Il y a comme un air de délitement au sein des institutions les plus représentatives du pays. Sinon, à défaut, un état d'extrême fragilité des institutions régaliennes. Vue de l'extérieur, la bulle «Algérie» donne cette impression d'un indéfinissable malaise à tous les niveaux. Il y a d'abord le report de ce Conseil des ministres avec des décisions importantes au menu, en particulier la validation du projet de loi de finances complémentaire 2018, pour la poursuite du programme de travail du gouvernement d'ici à la fin de l'année. Le gouvernement Ouyahia a introduit plusieurs changements dans la fiscalité ordinaire, dont des droits de timbre exorbitants concernant tous les documents administratifs utilisés par les Algériens (passeports, permis de conduire, ...).

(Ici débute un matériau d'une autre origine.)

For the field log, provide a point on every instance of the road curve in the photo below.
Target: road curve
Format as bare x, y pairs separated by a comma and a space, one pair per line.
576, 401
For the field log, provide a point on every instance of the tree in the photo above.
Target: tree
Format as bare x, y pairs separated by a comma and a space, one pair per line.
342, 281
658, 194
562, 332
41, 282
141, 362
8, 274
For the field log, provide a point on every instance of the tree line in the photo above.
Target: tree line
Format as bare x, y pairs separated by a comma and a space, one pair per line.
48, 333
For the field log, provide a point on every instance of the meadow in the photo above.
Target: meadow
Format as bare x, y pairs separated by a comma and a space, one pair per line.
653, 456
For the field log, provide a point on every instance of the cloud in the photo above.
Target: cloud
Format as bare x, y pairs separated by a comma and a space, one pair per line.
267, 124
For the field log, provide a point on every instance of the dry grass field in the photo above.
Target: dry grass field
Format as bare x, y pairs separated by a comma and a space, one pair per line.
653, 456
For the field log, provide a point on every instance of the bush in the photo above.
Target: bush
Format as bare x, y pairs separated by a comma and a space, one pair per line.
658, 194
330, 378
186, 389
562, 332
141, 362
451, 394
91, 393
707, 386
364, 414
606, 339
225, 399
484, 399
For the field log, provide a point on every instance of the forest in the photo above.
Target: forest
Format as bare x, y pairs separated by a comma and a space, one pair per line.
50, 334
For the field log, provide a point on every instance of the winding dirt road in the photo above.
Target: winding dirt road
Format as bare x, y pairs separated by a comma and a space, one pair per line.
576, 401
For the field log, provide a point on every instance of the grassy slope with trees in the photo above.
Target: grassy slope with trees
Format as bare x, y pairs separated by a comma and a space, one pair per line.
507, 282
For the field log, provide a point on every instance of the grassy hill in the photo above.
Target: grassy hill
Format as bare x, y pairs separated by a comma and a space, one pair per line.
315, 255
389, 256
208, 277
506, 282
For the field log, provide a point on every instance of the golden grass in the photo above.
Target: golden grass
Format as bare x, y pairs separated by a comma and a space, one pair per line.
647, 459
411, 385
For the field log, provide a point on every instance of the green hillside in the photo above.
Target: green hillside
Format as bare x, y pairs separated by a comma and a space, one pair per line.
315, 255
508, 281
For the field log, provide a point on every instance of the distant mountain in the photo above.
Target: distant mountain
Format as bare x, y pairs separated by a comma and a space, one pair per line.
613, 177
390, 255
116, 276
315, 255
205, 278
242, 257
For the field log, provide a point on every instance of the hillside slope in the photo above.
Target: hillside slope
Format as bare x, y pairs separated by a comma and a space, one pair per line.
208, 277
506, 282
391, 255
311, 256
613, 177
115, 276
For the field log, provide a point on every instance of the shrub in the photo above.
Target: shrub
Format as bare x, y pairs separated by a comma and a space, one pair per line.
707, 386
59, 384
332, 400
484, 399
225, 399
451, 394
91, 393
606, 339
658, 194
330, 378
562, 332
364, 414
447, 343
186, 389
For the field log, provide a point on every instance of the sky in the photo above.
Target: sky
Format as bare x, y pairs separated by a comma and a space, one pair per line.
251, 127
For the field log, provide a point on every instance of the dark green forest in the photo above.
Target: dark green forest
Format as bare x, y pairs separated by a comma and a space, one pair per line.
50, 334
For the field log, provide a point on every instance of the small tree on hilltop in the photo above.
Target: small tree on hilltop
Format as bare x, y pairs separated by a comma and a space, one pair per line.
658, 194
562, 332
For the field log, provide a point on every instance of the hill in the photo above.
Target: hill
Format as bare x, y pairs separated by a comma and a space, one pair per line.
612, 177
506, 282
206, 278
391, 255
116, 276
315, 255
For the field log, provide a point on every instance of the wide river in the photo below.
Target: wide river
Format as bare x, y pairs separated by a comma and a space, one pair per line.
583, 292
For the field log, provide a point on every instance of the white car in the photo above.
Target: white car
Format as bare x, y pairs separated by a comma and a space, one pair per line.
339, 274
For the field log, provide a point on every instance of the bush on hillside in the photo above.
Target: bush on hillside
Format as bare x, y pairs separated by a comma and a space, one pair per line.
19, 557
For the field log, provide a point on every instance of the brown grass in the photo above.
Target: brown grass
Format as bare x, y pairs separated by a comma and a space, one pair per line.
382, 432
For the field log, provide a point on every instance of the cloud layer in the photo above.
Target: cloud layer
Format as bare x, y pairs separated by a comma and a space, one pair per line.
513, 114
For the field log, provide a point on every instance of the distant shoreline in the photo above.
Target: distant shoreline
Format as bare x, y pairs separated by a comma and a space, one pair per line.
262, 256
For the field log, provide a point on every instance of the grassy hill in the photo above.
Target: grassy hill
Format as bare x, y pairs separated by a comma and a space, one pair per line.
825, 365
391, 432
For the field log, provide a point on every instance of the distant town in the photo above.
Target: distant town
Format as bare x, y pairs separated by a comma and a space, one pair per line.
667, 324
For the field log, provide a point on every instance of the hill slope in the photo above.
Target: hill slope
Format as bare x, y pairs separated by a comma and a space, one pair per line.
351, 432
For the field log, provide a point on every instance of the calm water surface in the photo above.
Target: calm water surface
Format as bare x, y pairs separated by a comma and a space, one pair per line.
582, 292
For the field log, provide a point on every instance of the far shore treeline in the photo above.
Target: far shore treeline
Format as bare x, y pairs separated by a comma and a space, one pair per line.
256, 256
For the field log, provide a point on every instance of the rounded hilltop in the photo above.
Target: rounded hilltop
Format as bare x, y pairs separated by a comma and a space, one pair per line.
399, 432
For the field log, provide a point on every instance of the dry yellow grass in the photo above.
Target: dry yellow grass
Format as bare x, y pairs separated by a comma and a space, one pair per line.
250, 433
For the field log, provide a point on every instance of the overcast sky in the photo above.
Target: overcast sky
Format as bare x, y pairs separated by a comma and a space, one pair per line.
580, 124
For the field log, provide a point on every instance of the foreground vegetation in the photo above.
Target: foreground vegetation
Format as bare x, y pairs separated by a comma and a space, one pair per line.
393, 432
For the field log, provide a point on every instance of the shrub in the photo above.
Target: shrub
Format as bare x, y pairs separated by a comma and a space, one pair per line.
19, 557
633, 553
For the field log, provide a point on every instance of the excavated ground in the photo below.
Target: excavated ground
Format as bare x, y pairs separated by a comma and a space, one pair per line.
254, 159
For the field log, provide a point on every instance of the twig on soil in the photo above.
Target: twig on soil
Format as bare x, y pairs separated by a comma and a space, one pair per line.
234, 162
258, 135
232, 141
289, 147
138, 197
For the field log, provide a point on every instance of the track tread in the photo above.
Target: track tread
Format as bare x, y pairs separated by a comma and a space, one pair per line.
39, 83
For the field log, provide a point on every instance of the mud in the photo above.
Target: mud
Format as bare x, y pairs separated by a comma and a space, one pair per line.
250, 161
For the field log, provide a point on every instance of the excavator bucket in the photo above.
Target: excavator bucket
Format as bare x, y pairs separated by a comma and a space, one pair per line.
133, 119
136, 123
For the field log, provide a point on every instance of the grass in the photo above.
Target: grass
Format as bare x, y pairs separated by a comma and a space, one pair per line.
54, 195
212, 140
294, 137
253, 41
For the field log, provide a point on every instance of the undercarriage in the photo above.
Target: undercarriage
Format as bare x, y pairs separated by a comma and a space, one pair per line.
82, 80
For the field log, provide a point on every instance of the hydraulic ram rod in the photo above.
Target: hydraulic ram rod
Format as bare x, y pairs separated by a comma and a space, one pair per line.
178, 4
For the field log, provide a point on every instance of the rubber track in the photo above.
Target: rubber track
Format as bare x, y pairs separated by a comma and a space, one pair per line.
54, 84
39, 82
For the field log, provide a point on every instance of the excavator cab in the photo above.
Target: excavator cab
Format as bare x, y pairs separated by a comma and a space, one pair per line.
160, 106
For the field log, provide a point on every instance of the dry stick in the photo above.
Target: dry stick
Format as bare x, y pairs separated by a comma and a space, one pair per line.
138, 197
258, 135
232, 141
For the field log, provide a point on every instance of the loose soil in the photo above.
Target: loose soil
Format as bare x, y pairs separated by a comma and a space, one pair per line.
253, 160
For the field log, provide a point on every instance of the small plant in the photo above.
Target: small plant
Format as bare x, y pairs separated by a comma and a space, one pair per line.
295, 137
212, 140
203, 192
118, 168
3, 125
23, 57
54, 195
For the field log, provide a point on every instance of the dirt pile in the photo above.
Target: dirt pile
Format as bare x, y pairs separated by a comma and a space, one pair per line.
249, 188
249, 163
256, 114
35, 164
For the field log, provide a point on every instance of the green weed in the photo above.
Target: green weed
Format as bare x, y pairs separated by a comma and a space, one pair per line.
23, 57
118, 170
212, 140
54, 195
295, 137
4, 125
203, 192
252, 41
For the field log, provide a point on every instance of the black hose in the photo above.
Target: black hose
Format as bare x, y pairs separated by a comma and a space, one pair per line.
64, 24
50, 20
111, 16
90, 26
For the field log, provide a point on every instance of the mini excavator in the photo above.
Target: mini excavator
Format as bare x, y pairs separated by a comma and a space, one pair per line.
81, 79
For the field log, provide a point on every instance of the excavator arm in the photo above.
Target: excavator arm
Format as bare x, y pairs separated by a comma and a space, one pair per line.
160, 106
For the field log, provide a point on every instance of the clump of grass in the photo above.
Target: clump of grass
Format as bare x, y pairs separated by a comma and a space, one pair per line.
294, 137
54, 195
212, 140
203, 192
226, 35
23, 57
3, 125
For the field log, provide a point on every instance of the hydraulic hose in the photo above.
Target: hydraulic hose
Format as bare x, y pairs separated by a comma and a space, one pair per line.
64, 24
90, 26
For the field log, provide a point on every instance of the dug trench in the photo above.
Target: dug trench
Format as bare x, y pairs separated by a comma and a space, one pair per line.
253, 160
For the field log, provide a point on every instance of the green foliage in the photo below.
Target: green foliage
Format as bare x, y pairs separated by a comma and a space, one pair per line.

L'opinion publique attendait donc avec une certaine appréhension cette réunion que devait présider le chef de l'Etat et sur qui était placé l'espoir que ces taxes ne passeraient pas. Mais, pour des considérations «extra-gouvernementales», elle ne s'est pas tenue. Et donc que l'envoi de ce projet de LFC 2018 au Parlement, puis au Sénat, se fera avec un retard d'au moins un mois. Autant dire que l'application de la LFC 2018 entrera au plus tôt en août prochain, soit à quatre mois seulement de la fin de l'année et à seulement un mois de la préparation de la loi de finances 2019. Dès lors, l'utilité même de ce PLFC 2018 se pose. A moins que la Primature ne veuille le faire passer en force, ce qui en l'espèce serait un véritable défi à l'autorité du président Bouteflika.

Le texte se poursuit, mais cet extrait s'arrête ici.